The only story I've read so far is the one that gives the book its title. It happens to be a rodeo story, set most likely around the time it was written (1950) rather than in the Old West. It features an ageing rodeo rider who comes up against the new kid who appears likely to take his place as the champ, but it's a slightly different take on an old story, very well done. I'm looking forward to reading more of these stories, and maybe I'll even have a look at one of Bonham's crime novels.

Hard Case Crime in the News - Girls, guns and money - Nov 2, 2005: "Girls, guns and money
A revival of the pulp fiction paperback genre"

Nice article, well worth a look. Thanks to Sarah Weinman's blog for the tip.

Monday, October 31, 2005

Maybe It's Just Me

Ever since this post way back on August 6, I've been looking forward to reading Fan Tan, supposedly written by Marlon Brando and Donald Cammel. So the other day I picked up the book at the local library and brought it home. What a great cover! Too bad I started reading it, because I was very disappointed. It got a starred review in PW, but I thought the writing bit the moose. I couldn't get past about the first fifteen pages. I skipped to the Afterword, which pretty much says that Cammel did all the actual writing, though Brando came up with much of the story. Doesn't matter. I couldn't get through it. Maybe some other time.

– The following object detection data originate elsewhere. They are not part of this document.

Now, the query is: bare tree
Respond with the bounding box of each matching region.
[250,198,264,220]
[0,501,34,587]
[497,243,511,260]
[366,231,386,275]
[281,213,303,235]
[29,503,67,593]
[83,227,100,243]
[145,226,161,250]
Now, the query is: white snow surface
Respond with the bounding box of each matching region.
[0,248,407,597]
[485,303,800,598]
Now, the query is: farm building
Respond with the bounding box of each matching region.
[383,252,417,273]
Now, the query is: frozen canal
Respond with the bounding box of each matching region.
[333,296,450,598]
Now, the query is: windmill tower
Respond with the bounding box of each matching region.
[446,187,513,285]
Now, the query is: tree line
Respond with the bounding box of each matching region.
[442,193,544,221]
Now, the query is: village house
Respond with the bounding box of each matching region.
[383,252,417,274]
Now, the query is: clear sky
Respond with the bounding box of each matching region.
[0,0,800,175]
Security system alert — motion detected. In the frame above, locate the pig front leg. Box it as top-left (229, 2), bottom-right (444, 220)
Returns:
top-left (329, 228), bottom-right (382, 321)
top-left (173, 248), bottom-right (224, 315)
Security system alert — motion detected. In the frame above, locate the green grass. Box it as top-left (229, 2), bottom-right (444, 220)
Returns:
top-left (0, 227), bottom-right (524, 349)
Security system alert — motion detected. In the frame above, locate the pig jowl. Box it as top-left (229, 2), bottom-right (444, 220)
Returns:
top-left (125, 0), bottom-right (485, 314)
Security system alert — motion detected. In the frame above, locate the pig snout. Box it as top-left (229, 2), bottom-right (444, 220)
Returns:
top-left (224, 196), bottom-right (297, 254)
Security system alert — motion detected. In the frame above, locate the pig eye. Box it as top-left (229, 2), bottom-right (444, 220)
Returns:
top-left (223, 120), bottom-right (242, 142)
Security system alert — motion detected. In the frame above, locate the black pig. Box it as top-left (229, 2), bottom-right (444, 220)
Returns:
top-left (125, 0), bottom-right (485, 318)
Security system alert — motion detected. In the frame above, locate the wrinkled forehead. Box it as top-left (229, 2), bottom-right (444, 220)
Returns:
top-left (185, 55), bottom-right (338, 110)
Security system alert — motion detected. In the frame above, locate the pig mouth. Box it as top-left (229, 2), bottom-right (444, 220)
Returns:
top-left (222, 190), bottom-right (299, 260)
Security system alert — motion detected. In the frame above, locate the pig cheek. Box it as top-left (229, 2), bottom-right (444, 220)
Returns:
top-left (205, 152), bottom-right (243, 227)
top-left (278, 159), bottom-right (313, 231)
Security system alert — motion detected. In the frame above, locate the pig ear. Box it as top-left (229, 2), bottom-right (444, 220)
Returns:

I also tried Chris Elliott's The Shroud of the Thwacker. I figured a book that sends up Dan Brown, historical mysteries, and amateur sleuths, all in the vein of Mad magazine, would be just what I needed. It wasn't. I got through about forty pages of it and gave up. The stuff that was supposed to be hilarious just didn't work for me. Obviously I'm turning into the typical grumpy old man. That must be it.

UPDATE: Lee Goldberg has an interesting post related to The Shroud of the Thwacker on his blog.

Happy Halloween, Part 2

LONDON - Here's one to ponder on Halloween. A new survey says more people in Britain believe in ghosts than believe in God.

A poll of more than 2,000 says 68 percent believe in ghosts and spirits, while 55 percent say they believe in the existence of God.

Of the ghost believers, 12 percent claim to have seen an apparition. Seventy-six percent say reality television shows and films about the supernatural are part of the reason they're convinced ghosts are real.

Ed's Back!

Yes, after the good news yesterday, Ed Gorman's back to regular blogging. That's more good news for all of us.